Nouveaux cris, nouvelles démonstrations, que Nana Sahib n’aurait pu réprimer cette fois. Aussi :

« Représailles pour représailles ! ajouta-t-il. Munro, tu périras comme tant des nôtres ont péri ! »

Puis, se retournant :

« Vois ce canon ! »

Et le nabab montrait l’énorme pièce, longue de plus de cinq mètres, qui occupait le centre de l’esplanade.

« Tu vas être attaché, dit-il, à la bouche de ce canon ! Il est chargé, et demain, au lever du soleil, sa détonation, se prolongeant jusqu’aux fonds de Vindhyas, apprendra à tous que la vengeance de Nana Sahib est enfin accomplie ! »

Le colonel Munro regardait fixement le nabab avec un calme que l’annonce de son prochain supplice ne pouvait troubler.

« C’est bien, dit-il, tu fais ce que j’aurais fait, si tu étais tombé entre mes mains ! »

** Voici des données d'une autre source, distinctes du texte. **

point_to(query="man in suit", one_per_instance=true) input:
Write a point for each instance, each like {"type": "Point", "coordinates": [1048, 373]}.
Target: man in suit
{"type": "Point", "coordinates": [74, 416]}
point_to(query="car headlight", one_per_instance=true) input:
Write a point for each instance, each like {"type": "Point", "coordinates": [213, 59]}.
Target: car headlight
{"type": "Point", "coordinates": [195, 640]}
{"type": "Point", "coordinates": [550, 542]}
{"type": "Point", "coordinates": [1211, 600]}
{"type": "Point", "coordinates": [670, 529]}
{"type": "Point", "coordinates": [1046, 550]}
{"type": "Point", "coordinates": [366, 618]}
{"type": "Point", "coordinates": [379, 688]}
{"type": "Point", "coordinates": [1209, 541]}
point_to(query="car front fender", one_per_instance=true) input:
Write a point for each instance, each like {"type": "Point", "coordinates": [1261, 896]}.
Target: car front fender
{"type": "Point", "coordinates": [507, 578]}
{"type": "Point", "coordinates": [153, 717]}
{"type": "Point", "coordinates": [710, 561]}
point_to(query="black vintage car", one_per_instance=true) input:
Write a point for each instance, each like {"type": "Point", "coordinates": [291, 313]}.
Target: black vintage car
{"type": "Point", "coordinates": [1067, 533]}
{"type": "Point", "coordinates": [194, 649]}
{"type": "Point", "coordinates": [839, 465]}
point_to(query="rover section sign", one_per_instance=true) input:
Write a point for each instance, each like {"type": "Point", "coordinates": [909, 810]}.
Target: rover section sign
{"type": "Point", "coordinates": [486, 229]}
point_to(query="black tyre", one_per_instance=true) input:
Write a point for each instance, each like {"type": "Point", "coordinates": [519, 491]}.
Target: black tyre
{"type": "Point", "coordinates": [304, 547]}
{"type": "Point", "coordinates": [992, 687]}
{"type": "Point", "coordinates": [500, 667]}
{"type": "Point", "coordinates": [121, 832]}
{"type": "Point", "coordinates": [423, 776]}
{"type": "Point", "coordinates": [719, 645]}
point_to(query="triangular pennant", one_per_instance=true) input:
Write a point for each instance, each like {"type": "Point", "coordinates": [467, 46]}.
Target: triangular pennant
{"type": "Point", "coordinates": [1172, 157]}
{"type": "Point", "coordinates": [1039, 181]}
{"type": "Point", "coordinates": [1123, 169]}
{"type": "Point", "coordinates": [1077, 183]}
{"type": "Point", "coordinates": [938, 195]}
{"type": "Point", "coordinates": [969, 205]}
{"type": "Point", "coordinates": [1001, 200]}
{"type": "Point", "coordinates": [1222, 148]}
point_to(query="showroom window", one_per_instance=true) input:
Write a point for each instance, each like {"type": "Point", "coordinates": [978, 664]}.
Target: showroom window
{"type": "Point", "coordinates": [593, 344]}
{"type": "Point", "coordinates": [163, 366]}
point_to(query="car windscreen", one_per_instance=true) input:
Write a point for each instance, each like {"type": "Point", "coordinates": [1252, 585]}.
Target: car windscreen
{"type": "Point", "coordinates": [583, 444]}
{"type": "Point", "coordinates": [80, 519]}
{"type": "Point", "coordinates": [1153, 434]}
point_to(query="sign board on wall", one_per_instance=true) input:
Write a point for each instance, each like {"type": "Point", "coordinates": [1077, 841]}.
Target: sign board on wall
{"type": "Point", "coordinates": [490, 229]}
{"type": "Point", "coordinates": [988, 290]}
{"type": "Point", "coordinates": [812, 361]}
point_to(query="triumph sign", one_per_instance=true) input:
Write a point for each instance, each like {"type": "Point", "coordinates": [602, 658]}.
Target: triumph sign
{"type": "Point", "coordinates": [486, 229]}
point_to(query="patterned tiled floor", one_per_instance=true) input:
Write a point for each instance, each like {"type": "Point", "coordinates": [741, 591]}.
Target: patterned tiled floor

Et, de lui-même, le colonel Munro alla se placer devant la bouche du canon, à laquelle, les mains liées derrière le dos, il fut attaché par de fortes cordes.

Et alors, pendant une longue heure, toute cette bande de Dacoits et d’Indous vint l’insulter lâchement. On eût dit des Sioux de l’Amérique du Nord autour d’un prisonnier enchaîné au poteau du supplice.

Le colonel Munro demeura impassible devant l’outrage, comme il voulait l’être devant la mort. Puis, la nuit venue, Nana Sahib, Kâlagani et Nassim se retirèrent dans la vieille caserne. Toute la bande, lasse enfin, quitta la place et rejoignit ses chefs. Sir Edward Munro resta en présence de la mort et de Dieu.